I received a package yesterday. Inside the box was a Remington 5 [streamlined] circa 1935. For those born before the computer revolution, Remington was a major typewriter manufacturer. Think “word processor”, its CPU the organ between your eyes with an attached printer.
http://site.xavier.edu/polt/typewriters/rem-portables.htm#remrand
It belonged to Jules Morrow, my mentor at the beginning of my career. He composed on it until friends bought him a computer. Even then, I did catch him tapping out missives on it. The Executor of Jules’ estate, acting on instruction from his will, sent it. Inside the paper carriage there was a typed note.

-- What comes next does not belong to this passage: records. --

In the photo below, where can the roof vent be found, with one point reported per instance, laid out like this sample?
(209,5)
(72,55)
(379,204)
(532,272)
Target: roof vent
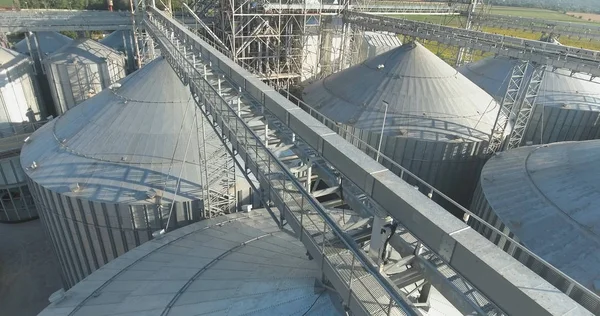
(159,233)
(114,86)
(76,187)
(151,193)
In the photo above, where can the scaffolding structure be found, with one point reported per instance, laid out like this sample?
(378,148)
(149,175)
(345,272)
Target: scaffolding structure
(285,41)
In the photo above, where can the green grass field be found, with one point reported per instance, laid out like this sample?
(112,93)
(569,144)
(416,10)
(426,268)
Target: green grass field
(448,53)
(537,13)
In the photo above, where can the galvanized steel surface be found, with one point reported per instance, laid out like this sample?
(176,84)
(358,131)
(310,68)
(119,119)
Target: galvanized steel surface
(568,107)
(437,122)
(49,42)
(105,172)
(428,99)
(240,264)
(19,99)
(80,70)
(375,43)
(547,197)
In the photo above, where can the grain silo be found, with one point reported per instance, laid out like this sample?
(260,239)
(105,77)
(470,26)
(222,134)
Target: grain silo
(18,93)
(121,166)
(80,70)
(48,43)
(239,264)
(371,44)
(546,198)
(437,122)
(16,201)
(121,41)
(567,106)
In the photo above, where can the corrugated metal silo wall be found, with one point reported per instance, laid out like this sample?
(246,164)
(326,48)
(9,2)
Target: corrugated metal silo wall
(452,168)
(18,92)
(73,83)
(481,208)
(15,199)
(562,124)
(87,235)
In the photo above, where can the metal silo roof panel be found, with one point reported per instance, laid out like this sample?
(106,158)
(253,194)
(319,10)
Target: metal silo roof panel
(123,142)
(85,51)
(422,91)
(547,196)
(269,275)
(559,87)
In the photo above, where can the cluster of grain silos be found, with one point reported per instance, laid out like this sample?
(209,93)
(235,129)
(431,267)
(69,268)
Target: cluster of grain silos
(567,106)
(437,122)
(119,167)
(121,41)
(545,198)
(329,49)
(80,70)
(269,275)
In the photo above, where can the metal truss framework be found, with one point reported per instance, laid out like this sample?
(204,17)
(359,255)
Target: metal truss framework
(523,116)
(270,36)
(63,20)
(508,106)
(263,124)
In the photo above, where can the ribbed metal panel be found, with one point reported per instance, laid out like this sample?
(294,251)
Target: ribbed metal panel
(436,121)
(567,106)
(544,197)
(80,70)
(18,92)
(89,234)
(451,167)
(106,174)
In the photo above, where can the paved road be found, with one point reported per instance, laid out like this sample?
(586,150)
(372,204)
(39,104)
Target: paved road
(28,269)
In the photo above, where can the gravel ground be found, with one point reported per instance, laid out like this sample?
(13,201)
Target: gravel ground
(28,269)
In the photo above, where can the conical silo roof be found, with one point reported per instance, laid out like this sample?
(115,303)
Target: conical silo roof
(49,43)
(124,143)
(547,196)
(559,88)
(84,51)
(428,99)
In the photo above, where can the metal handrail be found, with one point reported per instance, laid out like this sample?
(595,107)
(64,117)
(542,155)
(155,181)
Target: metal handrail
(432,190)
(383,158)
(347,241)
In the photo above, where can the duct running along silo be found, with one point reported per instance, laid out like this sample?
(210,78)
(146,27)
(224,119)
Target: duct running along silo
(80,70)
(437,122)
(121,166)
(546,197)
(371,44)
(121,41)
(567,106)
(239,264)
(18,93)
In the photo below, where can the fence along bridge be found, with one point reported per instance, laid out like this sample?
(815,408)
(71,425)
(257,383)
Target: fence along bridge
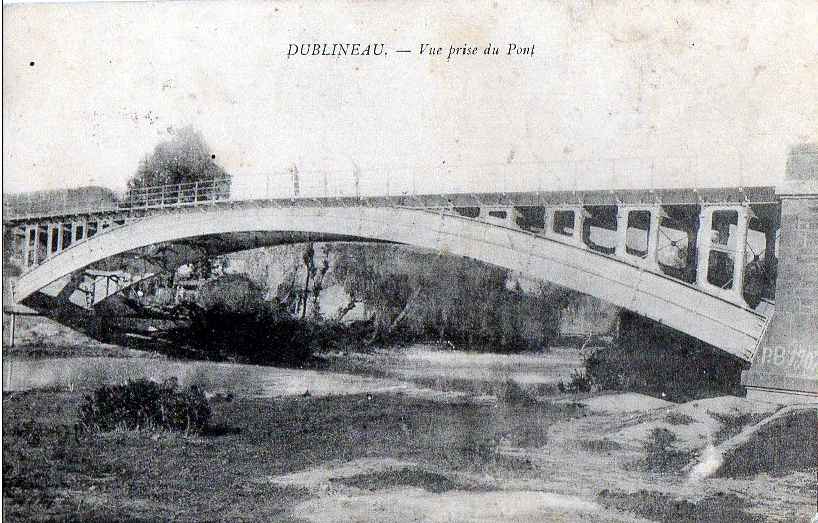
(699,260)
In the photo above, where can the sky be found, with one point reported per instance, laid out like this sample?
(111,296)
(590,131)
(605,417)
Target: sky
(615,94)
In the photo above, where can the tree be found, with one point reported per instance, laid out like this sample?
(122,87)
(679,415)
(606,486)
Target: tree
(185,158)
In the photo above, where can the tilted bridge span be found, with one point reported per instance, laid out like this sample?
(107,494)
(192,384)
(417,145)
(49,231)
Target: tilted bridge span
(701,261)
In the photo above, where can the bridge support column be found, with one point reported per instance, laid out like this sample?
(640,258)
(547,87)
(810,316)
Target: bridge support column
(49,240)
(27,247)
(37,233)
(579,224)
(60,237)
(785,366)
(703,246)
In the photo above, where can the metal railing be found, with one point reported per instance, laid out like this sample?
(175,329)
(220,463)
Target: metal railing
(216,189)
(610,174)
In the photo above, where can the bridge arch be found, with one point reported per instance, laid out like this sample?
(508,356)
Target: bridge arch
(728,326)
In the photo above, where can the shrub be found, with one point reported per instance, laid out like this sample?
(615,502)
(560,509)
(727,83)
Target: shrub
(579,382)
(661,453)
(146,404)
(654,359)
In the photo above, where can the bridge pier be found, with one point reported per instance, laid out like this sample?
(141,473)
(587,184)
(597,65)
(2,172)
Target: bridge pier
(785,368)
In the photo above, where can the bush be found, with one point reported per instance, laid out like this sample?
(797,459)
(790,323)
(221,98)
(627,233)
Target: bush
(654,359)
(144,404)
(579,382)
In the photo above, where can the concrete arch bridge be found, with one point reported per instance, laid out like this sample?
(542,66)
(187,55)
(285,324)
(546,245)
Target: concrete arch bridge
(700,261)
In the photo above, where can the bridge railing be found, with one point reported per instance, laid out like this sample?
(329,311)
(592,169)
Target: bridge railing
(609,174)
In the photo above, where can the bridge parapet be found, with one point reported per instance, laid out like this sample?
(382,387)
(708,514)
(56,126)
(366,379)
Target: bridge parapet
(702,237)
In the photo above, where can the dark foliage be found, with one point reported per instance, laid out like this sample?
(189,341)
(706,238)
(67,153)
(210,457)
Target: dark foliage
(579,382)
(185,158)
(654,359)
(265,336)
(145,404)
(412,296)
(661,453)
(658,506)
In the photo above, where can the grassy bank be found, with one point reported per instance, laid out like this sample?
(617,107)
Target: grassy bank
(53,468)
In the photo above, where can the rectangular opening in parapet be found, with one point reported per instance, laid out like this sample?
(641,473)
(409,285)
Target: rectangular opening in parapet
(760,262)
(67,231)
(564,222)
(530,219)
(468,212)
(676,243)
(636,238)
(721,263)
(599,228)
(55,236)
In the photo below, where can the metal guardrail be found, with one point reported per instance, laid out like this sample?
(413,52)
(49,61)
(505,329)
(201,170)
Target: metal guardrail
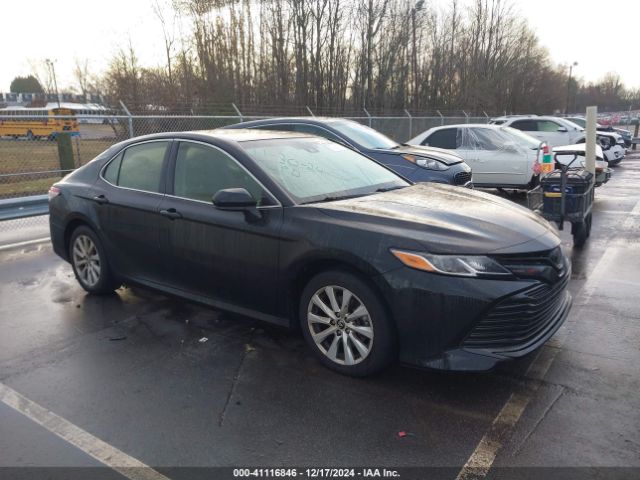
(13,208)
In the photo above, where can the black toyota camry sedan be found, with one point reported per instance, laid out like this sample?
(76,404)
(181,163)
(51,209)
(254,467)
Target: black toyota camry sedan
(303,232)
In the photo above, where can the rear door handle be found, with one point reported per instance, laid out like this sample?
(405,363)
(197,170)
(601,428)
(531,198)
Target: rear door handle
(171,213)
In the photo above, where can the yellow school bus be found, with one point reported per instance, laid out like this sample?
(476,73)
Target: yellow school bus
(36,123)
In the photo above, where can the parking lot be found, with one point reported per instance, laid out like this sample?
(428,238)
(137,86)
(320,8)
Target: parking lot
(169,383)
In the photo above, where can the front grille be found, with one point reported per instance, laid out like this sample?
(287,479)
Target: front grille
(520,319)
(461,178)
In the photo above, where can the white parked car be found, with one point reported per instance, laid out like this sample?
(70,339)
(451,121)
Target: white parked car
(499,156)
(555,131)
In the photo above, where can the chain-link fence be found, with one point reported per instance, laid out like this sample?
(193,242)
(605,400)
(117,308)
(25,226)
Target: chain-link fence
(32,157)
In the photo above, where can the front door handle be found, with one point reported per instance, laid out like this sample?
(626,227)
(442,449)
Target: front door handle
(171,213)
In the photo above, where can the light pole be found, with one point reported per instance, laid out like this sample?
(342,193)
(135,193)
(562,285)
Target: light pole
(574,64)
(52,70)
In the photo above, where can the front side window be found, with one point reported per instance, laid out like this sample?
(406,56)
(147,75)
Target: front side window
(525,125)
(445,138)
(141,166)
(314,169)
(201,171)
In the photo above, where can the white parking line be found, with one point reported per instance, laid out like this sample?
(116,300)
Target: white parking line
(482,458)
(26,243)
(89,444)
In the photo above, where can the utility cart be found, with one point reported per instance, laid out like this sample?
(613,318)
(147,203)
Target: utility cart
(566,194)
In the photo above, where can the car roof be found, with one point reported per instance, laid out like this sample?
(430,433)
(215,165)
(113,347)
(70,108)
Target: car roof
(277,120)
(237,136)
(247,135)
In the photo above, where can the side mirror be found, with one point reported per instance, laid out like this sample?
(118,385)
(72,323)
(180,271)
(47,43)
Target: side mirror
(234,199)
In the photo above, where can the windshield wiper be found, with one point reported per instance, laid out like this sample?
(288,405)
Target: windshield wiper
(388,189)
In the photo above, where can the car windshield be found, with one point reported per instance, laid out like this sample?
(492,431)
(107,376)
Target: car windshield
(521,138)
(578,121)
(316,169)
(363,135)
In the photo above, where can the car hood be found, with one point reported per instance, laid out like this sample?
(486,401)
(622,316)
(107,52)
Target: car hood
(445,219)
(444,156)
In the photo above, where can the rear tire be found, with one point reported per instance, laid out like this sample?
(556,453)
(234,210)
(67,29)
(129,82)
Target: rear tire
(89,261)
(346,325)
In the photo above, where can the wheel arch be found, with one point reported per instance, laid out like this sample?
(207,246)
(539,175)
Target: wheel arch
(72,223)
(305,271)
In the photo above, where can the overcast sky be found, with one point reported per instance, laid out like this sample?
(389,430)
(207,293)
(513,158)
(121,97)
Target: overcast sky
(594,34)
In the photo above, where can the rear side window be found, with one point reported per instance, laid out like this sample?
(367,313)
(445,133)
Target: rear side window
(141,166)
(525,125)
(445,138)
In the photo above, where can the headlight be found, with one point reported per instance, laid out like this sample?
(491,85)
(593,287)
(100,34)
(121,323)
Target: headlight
(459,265)
(424,162)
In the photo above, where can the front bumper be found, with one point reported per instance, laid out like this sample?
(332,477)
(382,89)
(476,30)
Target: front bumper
(470,324)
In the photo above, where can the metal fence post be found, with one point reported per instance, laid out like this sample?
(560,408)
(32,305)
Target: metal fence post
(126,110)
(369,116)
(238,112)
(410,123)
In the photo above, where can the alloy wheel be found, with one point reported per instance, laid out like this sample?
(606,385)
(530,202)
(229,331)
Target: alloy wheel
(340,325)
(86,259)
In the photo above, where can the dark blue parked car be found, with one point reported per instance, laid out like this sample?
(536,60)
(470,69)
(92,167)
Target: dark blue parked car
(415,163)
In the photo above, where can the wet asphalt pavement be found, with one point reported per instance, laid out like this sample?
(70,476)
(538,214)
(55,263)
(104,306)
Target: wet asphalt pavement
(172,383)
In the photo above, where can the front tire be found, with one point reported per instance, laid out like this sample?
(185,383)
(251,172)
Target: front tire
(89,261)
(346,325)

He knew me better than I myself. Jules paid one dollar every week until that Remington had been paid off. If the above website is correct, the price was $49.50. So, instead of the self gratification we enjoy today with our credit cards, Jules, an individual of the Depression, waited patiently paying his weekly dollar for almost a year before receiving what became his most prized possession. And yes, Jules, I am aware of the previous sentence’s length.
I placed his Remington 5 on a shelf in my office. Not prominently displayed as a “piece” of antiquity or some decorative emblem studiously perched for all to see, but as a reminder. I have placed it below eye level so that when I spin around in my office chair, it is there. While I may have no past, this machine does and viewing it reminds me of a history, both worldly and personal. Its presence in my office a balefire, a signal for what I do here, digging for stolen history.
This gift set me thinking. I do gather up old things like some museum curator. My telephone is not antique but a replica of one from earlier in the last century. The house I live in, also old, built sometime in the 1920s. My neighborhood reminiscent of “Leave It To Beaver.” Why didn’t I purchase a Condo or some new brick home in a planned community?
Because I need a sense of what has transpired before I walked this earth. And this typewriter, a machine I have no skill with, is a reminder that while I may have begun life in 1989, the world did not. In that, my history resides. So I borrow this part of Jules’ past to bolster my present. Its’ shiny Art Deco frame brings to focus those who have helped me on my bittersweet travail.